Late spring is birthing season for the Roosevelt elk that occupy the Hoh rainforest, so your chances of seeing calves in the lower elevation areas are pretty high!

Summer (June-August)

Best for: hiking the Ridge and camping on the beach 

Summer weather in Olympic National Park is ideal for all of the outdoor activities you can dream of. It's the driest part of the year, so you can comfortably camp under the stars on the beaches, explore the rainforests jacket-free and hike comfortably in higher elevations. With clear skies, the views at the top of Hurricane Ridge are spectacular, stretching across the strait and into Canada. Wildlife is active at this time, and you can spot seals, sea lions and otters frolicking on the coast.

Olympic is in the top 10 of the USA's most popular national parks, and with 75% of travellers visiting during the summer months, crowds are inevitable. The best way to manage crowds is by getting an early start and planning your itinerary ahead of time or joining a small group tour to access lesser-visited corners of the park.
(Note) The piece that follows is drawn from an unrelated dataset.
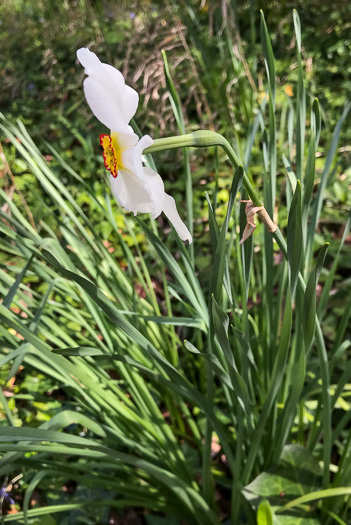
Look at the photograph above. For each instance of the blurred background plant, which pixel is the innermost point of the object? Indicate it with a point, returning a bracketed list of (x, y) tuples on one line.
[(133, 435)]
Autumn (September-November)

Best for: exploring the rainforests and soaking in hot springs

Although autumn marks the beginning of the rainy season in Olympic National Park, it's still a great time to visit the rainforests, as the thick canopies will provide shelter from any showers. Giant maples in the rainforests will change colour, and the red and golden hues look particularly striking against the perpetually green ferns and moss.

Snow will start appearing in the high country in the autumn, and some trails and roads may begin to close. Rain will arrive in deluges along the coast and in the forests, effectively thinning the crowds. If you're exploring during the rainy fall, take advantage of a post-hike soak in the public Sol Duc hot springs before they close for the winter months.

Winter (December-February)

Best for: snow sports and storm watching

Winter weather in Olympic National Park is a bit of a doozy, and you'll want to make sure to pack all the waterproof gear you can find. In the alpine sections of the park, the winter months are snowy with a capital S. Hurricane Ridge can get between 9-10 metres of snow in the winter and will open on weekends for snow activities like skiing, snowboarding, snowshoeing and tubing starting at the end of November. Icy conditions and avalanches are a genuine concern at the Ridge, so check road and weather reports before setting out.

Down on the beaches and in the rainforests, temperatures rarely drop below freezing, but winter months bring very wet weather, and it's not unusual for these areas to see 150+ inches of rain. The Pacific coast is a great place to watch a winter storm roll through, and you can see some pretty epic swells crashing to shore.